Susan Dimasi and Chantal Kirby are the internationally successful minds behind the sustainable fashion house ‘Material By Product’ based in Fitzroy.
Susan was inspired as a teenager to be environmentally conscious by images of Greenpeace activists on the news, in the late 1980’s. “I thought what they did was brave and cool,” she says. “Now, these images serve as a reminder that it’s important for all human activity to become sustainable.”
“Basically,” she explains, “Chantal and I looked at what we do and asked ourselves how we could do it differently? How could we make a difference? How could we make the process we use to create our line environmentally sustainable?”
They started by looking at the essence of what they contributed to the process, “I’m a cutter or tailor. Chantal is a draper,” Susan says. “Together we fused tailoring and drapery into systems for minimal cutting, marking, and joining that reduce waste.” In other words: “we want to build a respectful culture around consumption.
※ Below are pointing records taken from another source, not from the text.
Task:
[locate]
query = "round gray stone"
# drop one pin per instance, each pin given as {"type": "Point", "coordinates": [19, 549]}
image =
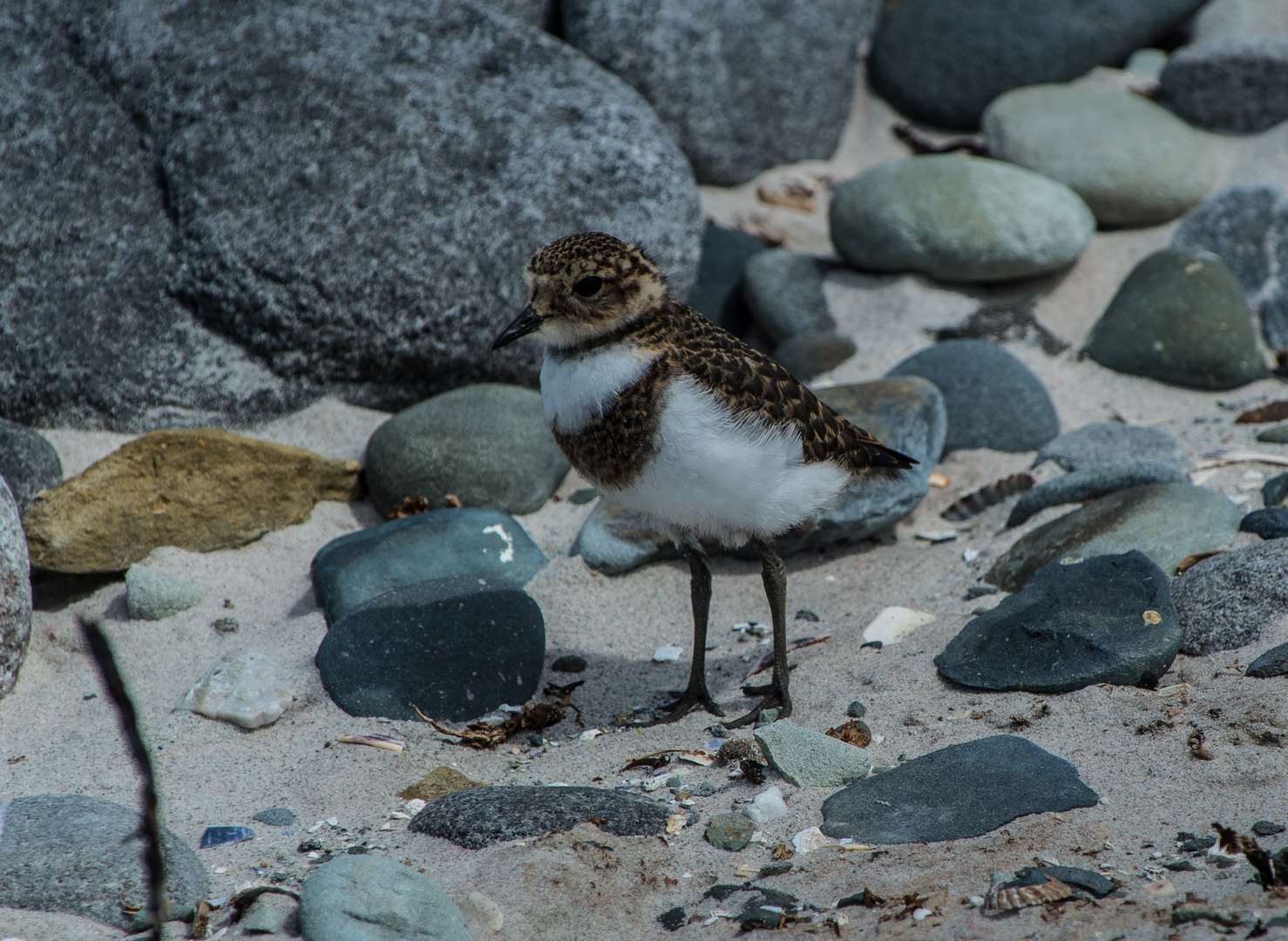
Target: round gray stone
{"type": "Point", "coordinates": [959, 218]}
{"type": "Point", "coordinates": [371, 897]}
{"type": "Point", "coordinates": [83, 855]}
{"type": "Point", "coordinates": [1180, 317]}
{"type": "Point", "coordinates": [1228, 600]}
{"type": "Point", "coordinates": [992, 398]}
{"type": "Point", "coordinates": [1231, 85]}
{"type": "Point", "coordinates": [1108, 443]}
{"type": "Point", "coordinates": [1131, 161]}
{"type": "Point", "coordinates": [487, 443]}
And we’re also designing systems to blueprint fashion for future lives of garments. We take any left over stock at the end of the season and rework it into new garments to be placed back in store for a new season.”
Susan said that one of the key challenges for sustainable fashion was to prevent sustainability from becoming a fashion trend itself. “We don’t want this to be something that makes people feel good about consuming these products unless there are real changes to design, manufacturing industries, and our consumption culture.”
“Sustainability is becoming increasingly part of the thinking of design students and young designers. With these guys entering the industry, change is inevitable.”
But while change might be inevitable in the design industry, Susan said she’d like to see changes in manufacturing set up and the culture that surrounds the industry in Victoria. She wants “manufacturing that is woven back into the fabric of the city and inner city suburbs. A return to the local. I’d like to see sustainability woven back into the lives of educated people who choose to work with their minds and hands.”